For dancers, people curious and enthusiastic to move, interdisciplinary artists, philosophers, pedagogues, facilitators, the ecosexy, butoh lovers and curious, humans looking to mix and remix all the challenging and beautiful facets of life . . .

In COMPOST MIX REMIX, we dance imaginative, inspired, expansive, nuanced, surreal, and new senses in our body and the group body with nature metaphors, and to dance and reflect with the cycles of life, with our personal memories and the public media that remind us of grief and beauty in a temporary community space of the workshop. We look for new mixes, release, pleasurable confrontations, and processes.
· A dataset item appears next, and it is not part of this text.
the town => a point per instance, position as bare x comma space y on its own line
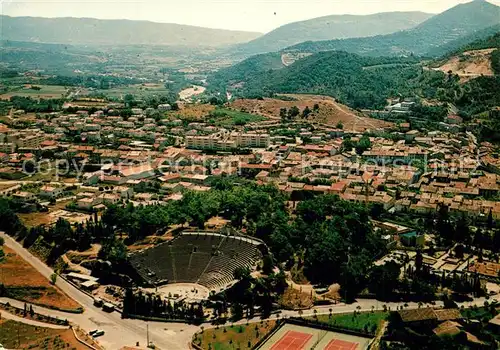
291, 190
In the two days, we will start with relaxing, releasing, and activating movements, building into dances that are physical and internal inspired by imagination of nature, and methods of butoh dance and process work somatics. We will dance indoors and outdoors in the beautiful garden space, to live music of percussions, gong, and electronics by Wieland Möller. On the last night, we will dance together in a butoh ritual performance with the workshop movers as a temporary ensemble with improvised and structured scores, open for invited guests.

Depending on the weather, we will dance at Treptower Park across the studio. With the proposed explorations, there will also be time for integrating with reflective dialogues with talking and the language of the arts, as well as breaks and space.

All bodies are welcome, interested in exploring depths with movement. Practices are open for all levels of experience and differently-abled bodies.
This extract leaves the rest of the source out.